Nearly all agreed that early cancer detection is more likely with low-dose computed tomography (CT) than with traditional x-rays.
But only 41 percent believe low-dose CT scans in asymptomatic individuals can reduce deaths from lung cancer, the survey found.
Even for a 60-year-old patient with a long history of smoking, 12% of family physicians said they would not recommend any screening and another 9% said they would suggest only an x-ray.
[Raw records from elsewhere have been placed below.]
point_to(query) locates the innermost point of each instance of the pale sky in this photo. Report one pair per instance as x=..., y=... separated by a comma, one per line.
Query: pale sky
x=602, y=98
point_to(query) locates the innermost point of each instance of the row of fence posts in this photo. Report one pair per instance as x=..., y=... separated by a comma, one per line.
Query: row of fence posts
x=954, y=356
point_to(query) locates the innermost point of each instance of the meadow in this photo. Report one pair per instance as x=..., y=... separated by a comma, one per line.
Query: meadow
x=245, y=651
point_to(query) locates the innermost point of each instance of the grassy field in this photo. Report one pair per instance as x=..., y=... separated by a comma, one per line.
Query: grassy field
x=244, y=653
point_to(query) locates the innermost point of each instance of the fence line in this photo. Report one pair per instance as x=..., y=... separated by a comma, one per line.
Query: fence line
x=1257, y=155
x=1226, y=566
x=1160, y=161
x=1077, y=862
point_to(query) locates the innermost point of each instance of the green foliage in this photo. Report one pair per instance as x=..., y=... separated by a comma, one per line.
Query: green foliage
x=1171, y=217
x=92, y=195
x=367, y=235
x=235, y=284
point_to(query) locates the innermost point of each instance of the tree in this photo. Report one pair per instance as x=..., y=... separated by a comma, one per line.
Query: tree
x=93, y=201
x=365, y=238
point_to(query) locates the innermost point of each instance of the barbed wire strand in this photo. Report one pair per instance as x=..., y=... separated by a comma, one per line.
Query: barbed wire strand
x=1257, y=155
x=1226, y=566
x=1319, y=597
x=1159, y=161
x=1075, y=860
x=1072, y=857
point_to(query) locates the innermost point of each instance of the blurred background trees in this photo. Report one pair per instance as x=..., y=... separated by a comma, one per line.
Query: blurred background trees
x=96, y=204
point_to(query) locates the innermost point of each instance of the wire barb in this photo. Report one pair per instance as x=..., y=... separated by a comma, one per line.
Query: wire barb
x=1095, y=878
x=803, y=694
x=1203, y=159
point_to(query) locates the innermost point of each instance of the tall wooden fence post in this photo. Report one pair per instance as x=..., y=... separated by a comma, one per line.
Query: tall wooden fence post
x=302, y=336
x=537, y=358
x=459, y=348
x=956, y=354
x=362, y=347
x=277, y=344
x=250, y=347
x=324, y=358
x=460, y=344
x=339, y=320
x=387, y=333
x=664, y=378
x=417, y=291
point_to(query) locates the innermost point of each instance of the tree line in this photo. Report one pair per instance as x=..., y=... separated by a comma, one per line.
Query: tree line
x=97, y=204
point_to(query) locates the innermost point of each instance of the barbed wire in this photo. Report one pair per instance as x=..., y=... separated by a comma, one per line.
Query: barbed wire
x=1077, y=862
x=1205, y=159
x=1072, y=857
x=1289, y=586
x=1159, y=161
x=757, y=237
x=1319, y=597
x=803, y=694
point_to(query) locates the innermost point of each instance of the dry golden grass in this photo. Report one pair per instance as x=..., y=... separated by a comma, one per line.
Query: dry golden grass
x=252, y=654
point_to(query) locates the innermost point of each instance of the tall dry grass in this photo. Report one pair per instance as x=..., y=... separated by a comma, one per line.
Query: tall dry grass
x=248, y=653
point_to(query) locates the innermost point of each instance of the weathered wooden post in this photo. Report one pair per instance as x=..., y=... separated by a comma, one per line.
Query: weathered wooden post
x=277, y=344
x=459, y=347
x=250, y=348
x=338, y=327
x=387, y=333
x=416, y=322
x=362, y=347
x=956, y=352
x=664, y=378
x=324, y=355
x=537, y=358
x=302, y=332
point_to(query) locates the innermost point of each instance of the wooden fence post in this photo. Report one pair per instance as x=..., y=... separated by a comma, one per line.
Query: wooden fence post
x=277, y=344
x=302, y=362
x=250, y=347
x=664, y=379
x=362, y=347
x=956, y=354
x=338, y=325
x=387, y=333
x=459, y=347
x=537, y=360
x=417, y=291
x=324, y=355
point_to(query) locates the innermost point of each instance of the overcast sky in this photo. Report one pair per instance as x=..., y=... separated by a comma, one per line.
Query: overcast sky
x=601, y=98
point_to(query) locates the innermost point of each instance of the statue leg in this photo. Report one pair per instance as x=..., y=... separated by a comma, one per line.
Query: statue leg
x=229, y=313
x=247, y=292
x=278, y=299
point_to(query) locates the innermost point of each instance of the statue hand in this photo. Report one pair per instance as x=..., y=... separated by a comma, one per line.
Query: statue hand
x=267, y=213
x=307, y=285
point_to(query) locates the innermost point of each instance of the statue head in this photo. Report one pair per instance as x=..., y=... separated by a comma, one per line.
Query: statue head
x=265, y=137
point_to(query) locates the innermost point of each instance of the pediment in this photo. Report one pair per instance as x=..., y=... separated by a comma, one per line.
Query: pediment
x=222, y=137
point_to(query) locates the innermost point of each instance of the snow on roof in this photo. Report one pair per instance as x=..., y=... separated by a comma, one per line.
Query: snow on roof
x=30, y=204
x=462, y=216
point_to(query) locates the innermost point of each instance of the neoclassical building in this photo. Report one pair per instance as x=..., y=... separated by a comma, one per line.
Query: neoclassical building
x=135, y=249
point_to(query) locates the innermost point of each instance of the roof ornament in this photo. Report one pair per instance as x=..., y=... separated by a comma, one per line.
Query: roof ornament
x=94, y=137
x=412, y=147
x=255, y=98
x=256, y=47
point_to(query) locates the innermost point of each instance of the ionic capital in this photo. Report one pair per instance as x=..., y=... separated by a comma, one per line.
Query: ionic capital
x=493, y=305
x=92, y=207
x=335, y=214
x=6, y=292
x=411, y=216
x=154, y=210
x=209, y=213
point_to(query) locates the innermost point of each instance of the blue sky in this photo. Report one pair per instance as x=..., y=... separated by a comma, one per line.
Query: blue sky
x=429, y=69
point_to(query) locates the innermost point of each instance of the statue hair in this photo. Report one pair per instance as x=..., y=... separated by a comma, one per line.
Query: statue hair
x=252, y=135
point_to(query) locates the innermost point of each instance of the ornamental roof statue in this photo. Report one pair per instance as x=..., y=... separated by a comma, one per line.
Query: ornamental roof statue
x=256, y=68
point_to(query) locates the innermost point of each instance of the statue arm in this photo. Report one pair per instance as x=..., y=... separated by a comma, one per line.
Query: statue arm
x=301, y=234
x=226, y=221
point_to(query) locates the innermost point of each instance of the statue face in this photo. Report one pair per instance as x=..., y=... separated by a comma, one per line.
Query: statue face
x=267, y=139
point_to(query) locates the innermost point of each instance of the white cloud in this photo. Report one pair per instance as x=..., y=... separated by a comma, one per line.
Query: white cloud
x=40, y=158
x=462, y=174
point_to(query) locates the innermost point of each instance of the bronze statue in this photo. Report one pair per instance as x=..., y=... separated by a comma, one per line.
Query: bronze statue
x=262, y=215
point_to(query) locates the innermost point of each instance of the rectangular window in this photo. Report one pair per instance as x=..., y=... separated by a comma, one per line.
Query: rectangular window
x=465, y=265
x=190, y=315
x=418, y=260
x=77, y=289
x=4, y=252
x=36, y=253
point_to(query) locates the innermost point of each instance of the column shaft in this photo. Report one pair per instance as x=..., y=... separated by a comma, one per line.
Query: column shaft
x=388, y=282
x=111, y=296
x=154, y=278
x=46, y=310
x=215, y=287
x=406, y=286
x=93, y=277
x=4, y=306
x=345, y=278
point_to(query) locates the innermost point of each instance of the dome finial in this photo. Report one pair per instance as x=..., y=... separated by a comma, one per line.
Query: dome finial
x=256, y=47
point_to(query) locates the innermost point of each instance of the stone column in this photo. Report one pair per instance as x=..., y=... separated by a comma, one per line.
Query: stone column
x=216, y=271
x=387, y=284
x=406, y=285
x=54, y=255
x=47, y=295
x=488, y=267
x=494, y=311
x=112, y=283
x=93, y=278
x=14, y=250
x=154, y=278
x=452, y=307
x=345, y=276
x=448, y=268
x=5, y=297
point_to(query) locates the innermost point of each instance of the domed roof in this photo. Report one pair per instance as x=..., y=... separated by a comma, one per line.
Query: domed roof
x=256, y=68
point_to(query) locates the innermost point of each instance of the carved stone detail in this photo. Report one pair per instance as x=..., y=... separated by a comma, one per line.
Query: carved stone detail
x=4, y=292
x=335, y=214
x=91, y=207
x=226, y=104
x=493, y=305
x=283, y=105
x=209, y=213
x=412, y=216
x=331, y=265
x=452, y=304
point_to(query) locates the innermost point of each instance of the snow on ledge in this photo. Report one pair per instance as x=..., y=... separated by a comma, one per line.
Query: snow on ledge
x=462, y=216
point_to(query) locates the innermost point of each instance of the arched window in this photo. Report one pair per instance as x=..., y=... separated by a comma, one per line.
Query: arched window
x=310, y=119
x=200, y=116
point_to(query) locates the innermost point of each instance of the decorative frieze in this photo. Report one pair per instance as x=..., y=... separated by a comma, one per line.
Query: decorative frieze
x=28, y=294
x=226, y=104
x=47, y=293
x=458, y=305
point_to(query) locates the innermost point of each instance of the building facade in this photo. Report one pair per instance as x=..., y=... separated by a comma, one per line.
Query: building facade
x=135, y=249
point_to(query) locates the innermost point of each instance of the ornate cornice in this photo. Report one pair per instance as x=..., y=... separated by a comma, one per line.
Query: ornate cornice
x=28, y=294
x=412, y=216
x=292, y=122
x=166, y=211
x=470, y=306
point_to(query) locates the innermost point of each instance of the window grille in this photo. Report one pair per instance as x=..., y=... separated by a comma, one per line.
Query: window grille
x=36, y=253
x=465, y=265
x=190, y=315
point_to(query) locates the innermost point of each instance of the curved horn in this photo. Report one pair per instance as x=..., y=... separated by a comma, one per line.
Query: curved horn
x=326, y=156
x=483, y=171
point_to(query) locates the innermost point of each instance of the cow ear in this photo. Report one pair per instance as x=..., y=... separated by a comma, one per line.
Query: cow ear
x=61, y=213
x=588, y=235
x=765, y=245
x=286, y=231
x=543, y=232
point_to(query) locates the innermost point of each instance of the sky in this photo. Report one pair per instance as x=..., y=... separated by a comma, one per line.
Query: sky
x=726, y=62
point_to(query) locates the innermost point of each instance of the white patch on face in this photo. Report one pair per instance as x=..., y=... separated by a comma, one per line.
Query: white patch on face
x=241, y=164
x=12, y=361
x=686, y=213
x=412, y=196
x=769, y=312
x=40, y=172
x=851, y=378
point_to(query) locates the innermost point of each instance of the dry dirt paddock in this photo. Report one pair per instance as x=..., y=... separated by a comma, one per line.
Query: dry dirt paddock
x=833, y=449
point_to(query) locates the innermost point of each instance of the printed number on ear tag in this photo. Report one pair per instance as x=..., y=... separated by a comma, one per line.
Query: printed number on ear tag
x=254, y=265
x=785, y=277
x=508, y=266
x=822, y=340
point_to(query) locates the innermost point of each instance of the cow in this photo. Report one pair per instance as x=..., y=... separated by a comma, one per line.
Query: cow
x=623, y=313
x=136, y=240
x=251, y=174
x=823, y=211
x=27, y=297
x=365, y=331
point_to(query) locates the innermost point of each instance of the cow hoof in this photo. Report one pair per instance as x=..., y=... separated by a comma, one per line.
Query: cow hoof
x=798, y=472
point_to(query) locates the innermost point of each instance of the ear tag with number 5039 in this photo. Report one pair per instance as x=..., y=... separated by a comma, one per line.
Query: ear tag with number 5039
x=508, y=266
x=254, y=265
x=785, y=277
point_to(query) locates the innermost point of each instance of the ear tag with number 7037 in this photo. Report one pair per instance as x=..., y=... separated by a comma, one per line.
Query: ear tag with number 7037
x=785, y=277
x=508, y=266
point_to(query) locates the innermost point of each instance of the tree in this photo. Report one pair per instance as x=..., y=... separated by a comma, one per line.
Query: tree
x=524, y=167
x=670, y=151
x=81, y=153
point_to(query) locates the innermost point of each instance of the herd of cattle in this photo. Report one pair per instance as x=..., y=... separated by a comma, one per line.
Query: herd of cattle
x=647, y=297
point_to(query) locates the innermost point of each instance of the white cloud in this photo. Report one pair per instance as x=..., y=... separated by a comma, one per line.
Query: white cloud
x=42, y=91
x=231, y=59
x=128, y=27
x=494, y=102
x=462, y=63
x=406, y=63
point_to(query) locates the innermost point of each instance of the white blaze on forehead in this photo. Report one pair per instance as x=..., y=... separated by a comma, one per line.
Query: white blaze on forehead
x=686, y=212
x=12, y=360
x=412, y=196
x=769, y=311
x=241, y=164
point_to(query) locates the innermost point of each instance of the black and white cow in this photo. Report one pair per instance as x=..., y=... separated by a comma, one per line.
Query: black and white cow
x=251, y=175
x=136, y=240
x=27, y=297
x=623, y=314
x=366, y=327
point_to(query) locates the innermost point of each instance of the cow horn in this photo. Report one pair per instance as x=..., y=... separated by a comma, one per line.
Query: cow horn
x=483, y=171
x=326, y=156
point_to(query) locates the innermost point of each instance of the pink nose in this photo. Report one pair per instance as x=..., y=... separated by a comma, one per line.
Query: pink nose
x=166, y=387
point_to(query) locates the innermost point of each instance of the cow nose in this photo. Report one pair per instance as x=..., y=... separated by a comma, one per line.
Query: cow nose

Study author Jan Eberth, a public health researcher at the University of South Carolina in Columbia, and colleagues note in the journal Cancer that the American Academy of Family Physicians has said there isn’t enough evidence yet to recommend or discourage these tests.
But the government-backed U.S. Preventive Services Task Force (USPSTF), along with the Centers for Medicare and Medicaid services and “multiple professional societies and organizations,” do support the use of CT scans for high-risk patients including some current and former smokers, the authors note.
The researchers analyzed data from surveys completed by 101 family physicians in South Carolina in 2015.
Most of the doctors were white, male and had graduated from medical school at least a decade ago.
When asked about the risks of low-dose CT scans, 88% expressed concern about unnecessary diagnostic procedures, and about half said they worried about exposing patients to stress and anxiety or radiation.
About half would screen a 70-year-old former smoker who quit more than 20 years ago – a situation when groups like the USPSTF and Medicare recommend against it.
In another situation where screening isn’t recommended – a 50-year-old nonsmoker with 30 years married to a smoker – 22% of family physicians said they would offer screening.
The survey was started in 2015 before Medicare changed its payment polices to cover CT scans for lung cancer screening and counseling sessions discuss test with patients, Eberth noted.
One limitation of the survey was that researchers changed it later in the year to follow up with participants and ask about how Medicare coverage might influence screening decisions, the authors note.
“Primary care physicians may be overwhelmed with the amount of new information required to understand the data regarding lung cancer screening, potential benefits, and with discussing risks,” Dr. Ticiana Leal, a researcher at the University of Wisconsin School of Medicine and Public Health who wasn’t involved in the study, said by email.
“Chest x-rays for screening is a failed strategy,” said Dr. Vinay Prasad, a researcher at Oregon Health and Science University who wasn’t involved in the study.
“Low-dose CT screening for lung cancer showed a strong benefit in one randomized trial, though there are a number of caveats and nuances there that may give one pause,” Prasad added in an email. “At a minimum, the potential benefits and potential limitations should be discussed with appropriate patients as part of shared decision making.”